Osteoarthritis and the rheumatic pains that result from this type of joint damage, are quite a common problem. People frequently complain that their arthritic knee pain is worse in cold or damp weather and this demonstrates quite clearly the origin of the concept of pathogens in traditional Chinese medicine. The pathogen in osteoarthritis is almost always cold or damp and therefore these pains should be treated by the use of localized heat.

A great deal of research work has been done to investigate the effects of acupuncture on the pain caused by osteoarthritis. Some of this work is excellent but, for a variety of technical reasons, some is poor. Clinical trials have been completed on knee, hip, elbow, neck and lower back pain, and the information from these trials shows that significant pain relief can be achieved in about 70 per cent of those who receive acupuncture. Some work suggests that only 50 per cent of people benefit from acupuncture while other trials show 95 per cent of the patients benefiting.

The effect of acupuncture in osteoarthritis pain does not last for ever, the available research showing that its effects gradually diminish after about six to nine months. Some people may have significant pain relief for up to two years, but the majority of people who gain relief from acupuncture will require further treatment after about six months. Treatment is usually just as effective on the second or third occasion as it was initially.

Osteoarthritis is a condition that naturally causes intermittent pain and discomfort. Patients may find that their osteoarthritis knee is relatively painless for nine months and then goes through a painful period for a further six months. For this reason the effects of any treatment must be compared to the natural history of the disease process and this can cause difficulty in interpreting the results of individual treatments. Acupuncture also has a 'magical quality' that pills do not have, so it is difficult to sort out the effects of the 'magic' as compared to the real effects of acupuncture. In spite of these problems, acupuncture is a safe and effective form of treatment for osteoarthritis.

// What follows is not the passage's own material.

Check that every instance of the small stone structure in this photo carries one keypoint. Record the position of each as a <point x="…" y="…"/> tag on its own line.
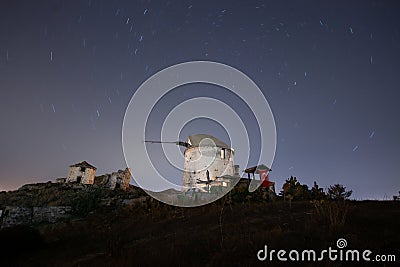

Acupuncture as an adjunctive therapy in osteoarthritis of the knee

A randomized and controlled study was performed in order to determine whether acupuncture provides greater pain relief and improved function compared with sham acupuncture or education in patients with osteoarthritis of the knee. For the 570 patients with osteoarthritis of the knee, 23 real acupuncture sessions were given over 26 weeks and 23 sham acupuncture sessions were given over 26 weeks. The primary outcomes were changes in the Western Ontario and McMaster Universities Osteoarthritis Index (WOMAC) pain and function scores at 8 and 26 weeks. The secondary outcomes were patient global assessment, 6-minute walk distance, and physical health scores of the 36-Item Short-Form Health Survey (SF-36).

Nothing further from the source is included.